Vapor pressure is especially important for automotive and aviation gasolines, since it can affect start-up and warm-up processes, as well as the tendency to vapor lock. Vapor lock occurs when a liquid fuel vaporizes while in the fuel delivery system, and can disrupt the system. Gasoline is more likely to vapor lock with higher temperatures and altitudes. For gasoline, vapor pressure limits are legally regulated in some areas, due to air pollution standards. Gasolines with higher vapor pressures will release larger amounts of volatile vapor into the atmosphere, and can contribute to ground-level ozone, which is associated with numerous health problems.
There are various ASTM methods to test vapor pressure. The Reid method for determining vapor pressure of petroleum products, described in ASTM D323, is the referee method.

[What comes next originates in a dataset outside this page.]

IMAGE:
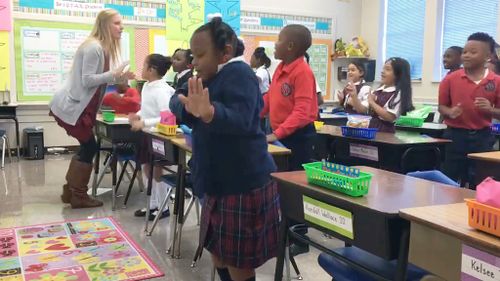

The result of ASTM D323 is the reid vapor pressure, or RVP. While this method is proven to be reliable, there are some downsides, such as manual test procedures, larger instrumentation, larger sample sizes, and longer test times.
New ASTM methods have been developed that appeal to some of the negative aspects of ASTM D323, and include automated test procedures, small sample sizes, short test times, and improved repeatability and reliability. Instrumentation for the new ASTM methods is smaller and lighter, making it easier to transport and use in the field or at a job site. ASTM D5191 is the mini method for vapor pressure determination. ASTM D5191 measures total pressure, and the results can be converted to the dry vapor pressure equivalent, or DVPE. ASTM D6378 is the triple expansion method for vapor pressure determination. ASTM D6378 determines the true vapor pressure, and results can correlate to the RVPE and DVPE.
This paper will dwell into the theoretical bases for the “mini methods” and will use mathematical models to show their efficacy. It will also discuss experimental results with newly developed instrumentation, as well as statistical variation and equivalence of results of various laboratory vapor pressure techniques.